Off hand an acoustic neuroma seems unlikely if it disappears when not stressed. Do you clinch your jaw when stressed?
 
Off hand an acoustic neuroma seems unlikely if it disappears when not stressed. Do you clinch your jaw when stressed?
Thank you for your reply. I don't think I clench, but I guess I could be doing so without realizing, among other possible tension-added reactions. I will try and be more cognizant of this.
 
A bit more backstory on the origins of this:

In early January 2021, I had pressure in my right ear, and then my left, while also under significant work-related stress. My doctor removed wax from my right ear, which instantly alleviated the pressure, and my right ear has been perfect since. I left the doctor though wondering why my left ear felt pressurized given it contained no wax and looked healthy. Being prone to anxiety, it cause me a bit of concern.

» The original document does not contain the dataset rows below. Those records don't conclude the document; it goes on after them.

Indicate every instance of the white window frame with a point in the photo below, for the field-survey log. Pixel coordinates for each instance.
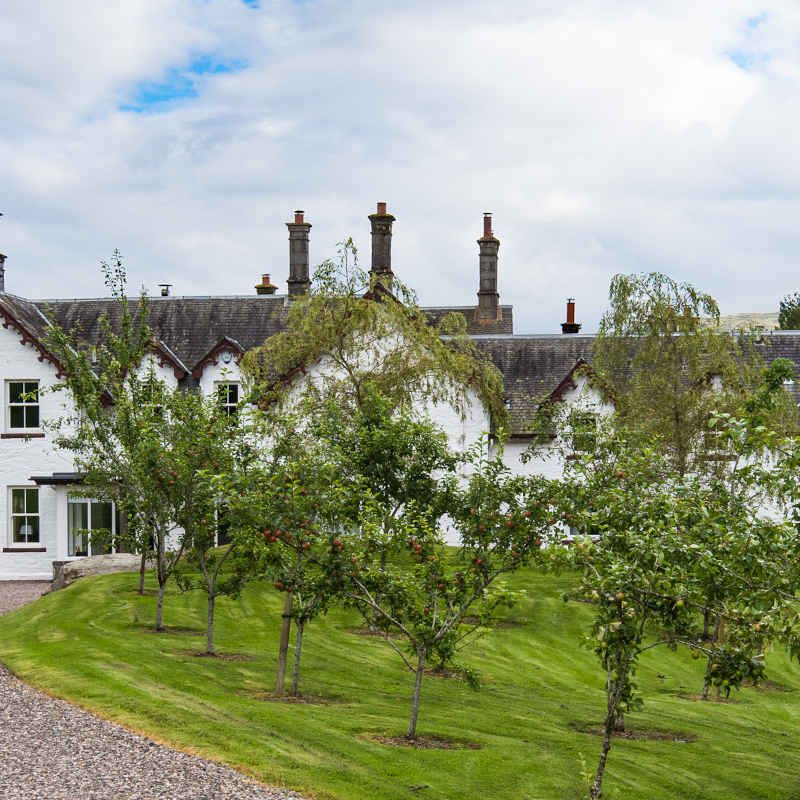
(12, 515)
(231, 409)
(9, 405)
(89, 501)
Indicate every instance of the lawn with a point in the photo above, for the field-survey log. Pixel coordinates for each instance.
(92, 644)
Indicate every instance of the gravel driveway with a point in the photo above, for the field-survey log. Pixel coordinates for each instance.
(51, 749)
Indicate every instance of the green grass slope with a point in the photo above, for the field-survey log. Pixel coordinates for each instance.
(92, 644)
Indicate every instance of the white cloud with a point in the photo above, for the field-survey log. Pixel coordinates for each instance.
(605, 136)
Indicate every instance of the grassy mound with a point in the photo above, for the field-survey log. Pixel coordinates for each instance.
(525, 734)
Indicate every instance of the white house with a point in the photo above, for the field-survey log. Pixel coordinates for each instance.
(199, 341)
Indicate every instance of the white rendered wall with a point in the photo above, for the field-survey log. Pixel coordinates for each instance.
(22, 458)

One week to the day of the aforementioned doctor appointment, after a particularly long work-day, I developed the tinnitus in my left ear. To me, this was stress/anxiety induced and in ONLY my left ear given the unknown; as in my right ear was spared of the tinnitus as its pressurized feeling had a cause (wax). In hindsight, the left ear's pressure was likely anxiety/stress from the beginning, related to the right ear before I knew the right ear's cause.

And so here I am, months later with the tinnitus still in the left, but again, fortunately, very mild it seems.
 
They don't send people to MRI for acoustic neuroma only. They also look for something they call "vessel crossing" which is a condition when a blood vessel is touching the acoustic nerve from some reason. This can also cause tinnitus and maybe it is more prevalent than the neuroma.
 
They don't send people to MRI for acoustic neuroma only. They also look for something they call "vessel crossing" which is a condition when a blood vessel is touching the acoustic nerve from some reason. This can also cause tinnitus and maybe it is more prevalent than the neuroma.
And can anything be done about vessel crossing to make the tinnitus stop?